Een verbod kan ook worden opgelegd aan voormalige bestuurders.

Wanneer kan het verbod worden opgelegd?

- Bij onbehoorlijke taakvervulling die leidt een veroordeling wegens bestuurders-aansprakelijkheid.
- Bij zogeheten paulianeuze rechtshandelingen die één of meerdere schuldeisers aanmerkelijk hebben benadeeld.
- Bij tekortschieten in informatie- en medewerkingsverplichtingen van de bestuurder jegens de curator.
- Als de betrokkene in de drie jaar voor het faillissement van de rechtspersoon, hetzij als zodanig, hetzij als natuurlijke persoon handelend in de uitoefening van een beroep of bedrijf, ten minste al tweemaal betrokken is geweest bij een eerder (ander) faillissement.
- Als aan de bestuurder of de rechtspersoon een zogeheten fiscale vergrijpboete onherroepelijk is opgelegd.

Wat zijn de gevolgen: bestaande bestuursfuncties en commissariaten?

De bestuurder aan wie het bestuursverbod is opgelegd, kan maximaal vijf jaar na de onherroepelijk geworden uitspraak waarin tot het verbod is beslist, niet tot bestuurder of commissaris worden benoemd van een rechtspersoon, zoals vereniging, coöperatie, onderlinge waarborgmaatschappij, naamloze vennootschap, besloten vennootschap en stichting met statutaire zetel in Nederland.

Een benoeming in strijd met dit verbod is nietig, handelingen hebben dus geen effect.
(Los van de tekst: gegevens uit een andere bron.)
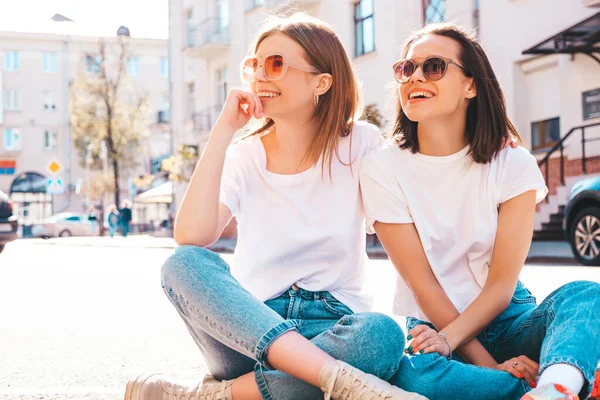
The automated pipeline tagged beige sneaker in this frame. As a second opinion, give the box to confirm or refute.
[125,373,233,400]
[319,361,427,400]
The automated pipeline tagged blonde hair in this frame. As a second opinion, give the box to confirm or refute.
[240,12,360,177]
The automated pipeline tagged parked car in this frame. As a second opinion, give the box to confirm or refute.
[563,177,600,265]
[0,191,19,253]
[31,213,93,238]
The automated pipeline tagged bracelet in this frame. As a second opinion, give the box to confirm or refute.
[438,332,452,360]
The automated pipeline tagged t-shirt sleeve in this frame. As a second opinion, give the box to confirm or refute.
[359,153,413,233]
[219,145,244,217]
[499,147,548,204]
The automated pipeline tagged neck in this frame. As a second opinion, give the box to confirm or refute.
[417,113,468,157]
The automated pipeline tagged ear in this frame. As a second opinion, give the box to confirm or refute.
[315,74,333,96]
[465,78,477,99]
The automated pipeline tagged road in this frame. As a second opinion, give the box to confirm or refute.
[0,238,600,400]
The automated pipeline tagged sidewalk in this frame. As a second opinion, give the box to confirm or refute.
[27,235,577,264]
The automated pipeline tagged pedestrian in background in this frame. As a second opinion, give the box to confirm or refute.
[106,204,121,237]
[119,200,131,237]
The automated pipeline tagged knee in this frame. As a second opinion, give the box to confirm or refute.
[161,246,229,287]
[348,313,405,358]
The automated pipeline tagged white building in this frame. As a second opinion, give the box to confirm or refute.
[0,30,171,231]
[170,0,600,238]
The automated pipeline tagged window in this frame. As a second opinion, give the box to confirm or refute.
[4,51,19,71]
[186,9,196,47]
[160,57,169,78]
[43,92,56,111]
[44,131,58,150]
[44,53,56,73]
[188,83,196,118]
[4,128,21,151]
[531,118,560,150]
[4,90,21,111]
[354,0,375,57]
[85,56,100,74]
[423,0,446,25]
[127,57,140,76]
[217,67,227,108]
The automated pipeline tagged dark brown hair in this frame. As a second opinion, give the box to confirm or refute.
[392,23,521,164]
[242,13,360,176]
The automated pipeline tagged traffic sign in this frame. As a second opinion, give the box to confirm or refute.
[46,160,62,175]
[46,178,65,194]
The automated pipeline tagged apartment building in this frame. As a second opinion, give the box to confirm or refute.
[170,0,600,238]
[0,27,172,230]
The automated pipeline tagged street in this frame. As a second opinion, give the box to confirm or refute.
[0,238,600,400]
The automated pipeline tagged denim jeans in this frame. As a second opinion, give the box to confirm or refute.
[162,246,404,400]
[396,281,600,399]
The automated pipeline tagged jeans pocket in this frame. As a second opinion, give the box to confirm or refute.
[320,295,354,317]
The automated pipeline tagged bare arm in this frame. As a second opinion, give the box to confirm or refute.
[434,190,536,347]
[174,90,262,247]
[374,222,497,368]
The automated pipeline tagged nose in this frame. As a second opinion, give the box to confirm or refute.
[252,65,268,82]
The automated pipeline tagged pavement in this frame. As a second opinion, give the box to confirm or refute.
[28,235,578,264]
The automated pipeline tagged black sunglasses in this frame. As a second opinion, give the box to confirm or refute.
[393,56,472,83]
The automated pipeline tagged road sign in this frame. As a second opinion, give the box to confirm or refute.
[46,178,65,194]
[46,160,62,175]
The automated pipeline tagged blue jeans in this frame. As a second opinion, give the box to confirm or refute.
[396,281,600,399]
[162,246,404,400]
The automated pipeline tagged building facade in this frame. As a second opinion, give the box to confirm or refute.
[170,0,600,236]
[0,32,172,230]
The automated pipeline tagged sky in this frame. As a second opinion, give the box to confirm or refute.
[0,0,169,39]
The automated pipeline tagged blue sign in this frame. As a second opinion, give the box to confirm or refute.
[46,178,65,194]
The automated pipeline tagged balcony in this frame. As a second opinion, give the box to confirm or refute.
[193,104,223,135]
[583,0,600,7]
[186,18,229,58]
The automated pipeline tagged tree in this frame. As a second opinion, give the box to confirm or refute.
[69,36,150,205]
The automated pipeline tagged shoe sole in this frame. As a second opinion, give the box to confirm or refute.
[124,372,156,400]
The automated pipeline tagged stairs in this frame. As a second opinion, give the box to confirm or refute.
[533,205,565,241]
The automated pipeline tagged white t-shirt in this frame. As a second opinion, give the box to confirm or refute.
[220,122,381,312]
[360,142,548,321]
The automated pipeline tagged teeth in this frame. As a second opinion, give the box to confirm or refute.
[410,92,433,99]
[256,92,279,97]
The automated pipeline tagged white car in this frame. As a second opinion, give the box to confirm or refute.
[31,213,98,238]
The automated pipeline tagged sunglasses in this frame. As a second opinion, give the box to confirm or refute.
[241,54,320,83]
[393,56,471,83]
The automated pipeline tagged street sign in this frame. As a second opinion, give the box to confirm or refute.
[46,178,65,194]
[46,160,62,175]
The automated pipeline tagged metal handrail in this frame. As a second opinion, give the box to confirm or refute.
[538,122,600,202]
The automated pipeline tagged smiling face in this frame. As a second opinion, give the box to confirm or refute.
[398,35,476,122]
[250,33,319,118]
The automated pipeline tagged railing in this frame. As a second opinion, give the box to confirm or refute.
[538,122,600,202]
[194,105,223,133]
[188,18,229,48]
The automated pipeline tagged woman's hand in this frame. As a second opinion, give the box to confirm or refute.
[406,325,450,357]
[215,89,262,131]
[496,356,540,388]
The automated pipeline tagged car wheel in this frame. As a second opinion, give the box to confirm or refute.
[569,207,600,265]
[58,229,71,237]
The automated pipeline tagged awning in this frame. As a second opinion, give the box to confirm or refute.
[523,12,600,57]
[135,182,173,204]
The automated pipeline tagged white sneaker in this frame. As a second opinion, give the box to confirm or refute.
[319,361,427,400]
[125,373,233,400]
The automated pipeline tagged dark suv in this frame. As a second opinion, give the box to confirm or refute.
[563,177,600,265]
[0,191,18,253]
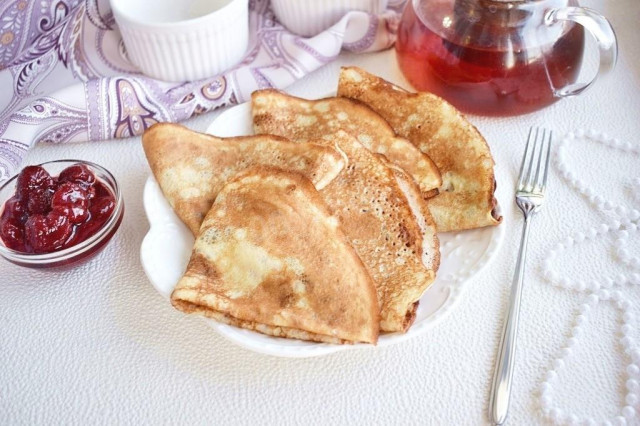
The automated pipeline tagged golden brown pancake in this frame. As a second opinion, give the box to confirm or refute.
[171,168,379,343]
[142,124,344,236]
[251,89,442,198]
[268,131,439,332]
[338,67,502,232]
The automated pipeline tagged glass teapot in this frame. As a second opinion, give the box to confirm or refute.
[396,0,617,115]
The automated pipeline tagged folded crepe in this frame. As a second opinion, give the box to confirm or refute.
[142,123,344,236]
[251,89,442,198]
[171,167,379,343]
[338,67,502,232]
[248,127,439,332]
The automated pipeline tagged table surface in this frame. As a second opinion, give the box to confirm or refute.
[0,0,640,425]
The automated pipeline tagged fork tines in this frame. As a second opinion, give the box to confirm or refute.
[517,127,552,193]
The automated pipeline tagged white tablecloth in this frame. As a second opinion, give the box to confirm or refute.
[0,0,640,425]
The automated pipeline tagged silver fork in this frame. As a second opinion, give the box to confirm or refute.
[489,127,552,425]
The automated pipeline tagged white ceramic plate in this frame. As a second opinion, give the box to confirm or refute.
[140,103,504,357]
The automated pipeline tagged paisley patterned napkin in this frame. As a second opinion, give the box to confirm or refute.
[0,0,404,181]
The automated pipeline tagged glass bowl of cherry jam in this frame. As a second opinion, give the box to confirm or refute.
[0,160,124,268]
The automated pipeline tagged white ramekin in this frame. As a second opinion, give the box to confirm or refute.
[271,0,388,37]
[111,0,249,81]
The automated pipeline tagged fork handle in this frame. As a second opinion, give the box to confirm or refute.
[489,214,533,425]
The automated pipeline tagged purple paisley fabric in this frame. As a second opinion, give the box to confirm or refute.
[0,0,403,181]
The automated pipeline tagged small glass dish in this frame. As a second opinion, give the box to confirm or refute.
[0,160,124,268]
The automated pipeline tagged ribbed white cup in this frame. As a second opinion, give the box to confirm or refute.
[111,0,249,81]
[271,0,388,37]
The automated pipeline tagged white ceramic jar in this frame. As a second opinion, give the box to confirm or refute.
[111,0,249,81]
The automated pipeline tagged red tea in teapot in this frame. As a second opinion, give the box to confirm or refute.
[396,0,584,115]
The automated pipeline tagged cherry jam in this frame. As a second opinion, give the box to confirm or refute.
[0,163,115,254]
[396,0,584,116]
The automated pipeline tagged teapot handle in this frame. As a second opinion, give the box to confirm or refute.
[544,7,618,97]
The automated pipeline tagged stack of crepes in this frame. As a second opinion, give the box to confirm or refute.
[142,68,500,344]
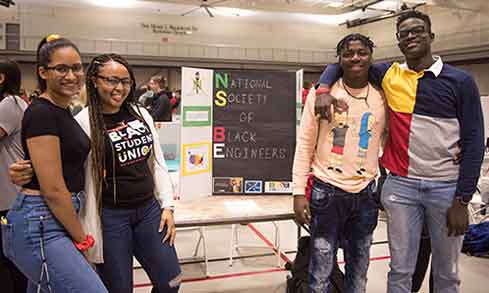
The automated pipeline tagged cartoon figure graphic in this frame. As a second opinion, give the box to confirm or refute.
[192,71,204,95]
[357,112,375,175]
[188,152,204,166]
[328,100,350,173]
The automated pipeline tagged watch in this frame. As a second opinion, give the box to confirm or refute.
[163,206,175,213]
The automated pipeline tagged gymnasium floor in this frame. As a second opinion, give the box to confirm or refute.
[134,221,489,293]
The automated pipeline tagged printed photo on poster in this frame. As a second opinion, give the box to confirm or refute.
[183,106,212,127]
[212,177,243,194]
[182,67,213,98]
[245,180,263,193]
[265,181,292,193]
[182,142,211,176]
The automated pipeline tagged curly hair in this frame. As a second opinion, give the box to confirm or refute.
[36,35,81,92]
[396,10,431,33]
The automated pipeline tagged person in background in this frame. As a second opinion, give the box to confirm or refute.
[292,34,386,293]
[302,81,314,108]
[0,60,27,293]
[2,35,107,293]
[148,75,172,122]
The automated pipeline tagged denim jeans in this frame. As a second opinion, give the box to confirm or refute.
[309,178,379,293]
[2,192,107,293]
[0,208,27,293]
[382,175,463,293]
[100,198,181,293]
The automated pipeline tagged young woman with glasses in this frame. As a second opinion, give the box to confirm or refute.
[11,50,181,293]
[2,36,107,293]
[76,54,181,293]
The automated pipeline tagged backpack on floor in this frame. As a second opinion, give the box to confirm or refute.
[462,222,489,256]
[285,227,345,293]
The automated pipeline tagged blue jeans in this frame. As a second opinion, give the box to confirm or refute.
[2,192,107,293]
[100,198,181,293]
[382,175,463,293]
[309,178,379,293]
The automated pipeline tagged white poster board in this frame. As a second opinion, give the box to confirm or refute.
[179,67,213,200]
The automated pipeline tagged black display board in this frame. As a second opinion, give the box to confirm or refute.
[212,70,296,194]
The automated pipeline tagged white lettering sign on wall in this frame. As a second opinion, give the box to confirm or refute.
[141,22,198,35]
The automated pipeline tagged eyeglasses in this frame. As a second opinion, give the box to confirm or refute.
[396,25,426,39]
[97,75,132,88]
[44,63,83,76]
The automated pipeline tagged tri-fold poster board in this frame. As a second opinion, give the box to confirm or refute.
[179,67,302,199]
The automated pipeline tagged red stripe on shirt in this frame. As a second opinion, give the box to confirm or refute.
[380,109,413,176]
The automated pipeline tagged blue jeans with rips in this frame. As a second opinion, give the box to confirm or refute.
[99,198,181,293]
[309,178,379,293]
[2,192,107,293]
[382,175,463,293]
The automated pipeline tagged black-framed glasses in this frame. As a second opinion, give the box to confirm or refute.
[97,75,132,88]
[44,63,83,76]
[396,25,426,39]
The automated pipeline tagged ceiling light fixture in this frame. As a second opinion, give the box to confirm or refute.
[91,0,138,8]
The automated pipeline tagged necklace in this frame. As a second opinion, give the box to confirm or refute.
[341,79,370,101]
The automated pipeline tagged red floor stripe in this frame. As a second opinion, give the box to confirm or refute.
[134,256,391,288]
[134,224,391,288]
[247,224,290,262]
[134,268,285,288]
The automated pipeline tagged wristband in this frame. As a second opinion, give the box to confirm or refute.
[457,197,470,206]
[316,87,331,96]
[73,234,95,251]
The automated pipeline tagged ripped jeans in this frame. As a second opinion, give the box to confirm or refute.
[2,192,107,293]
[309,178,379,293]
Een bestuurder aan wie een bestuursverbod is opgelegd, kan dus wel in de vorm van een eenmanszaak een onderneming drijven.

De rechter die het verbod heeft opgelegd, geeft het verbod door aan het handelsregister, waarna de betrokkene als bestuurder of commissaris door het handelsregister wordt uitgeschreven. Het bestuursverbod wordt tijdens de duur geregistreerd (en bewaakt) door het handelsregister zodat ook toekomstige inschrijvingen niet mogelijk zijn.

Een bestuursverbod kan ertoe leiden dat een rechtspersoon geen bestuurder of commissaris heeft. De rechtbank kan dan tijdelijk een of meer bestuurders of commissarissen aanstellen. De kosten hiervan komen voor rekening van de rechtspersoon.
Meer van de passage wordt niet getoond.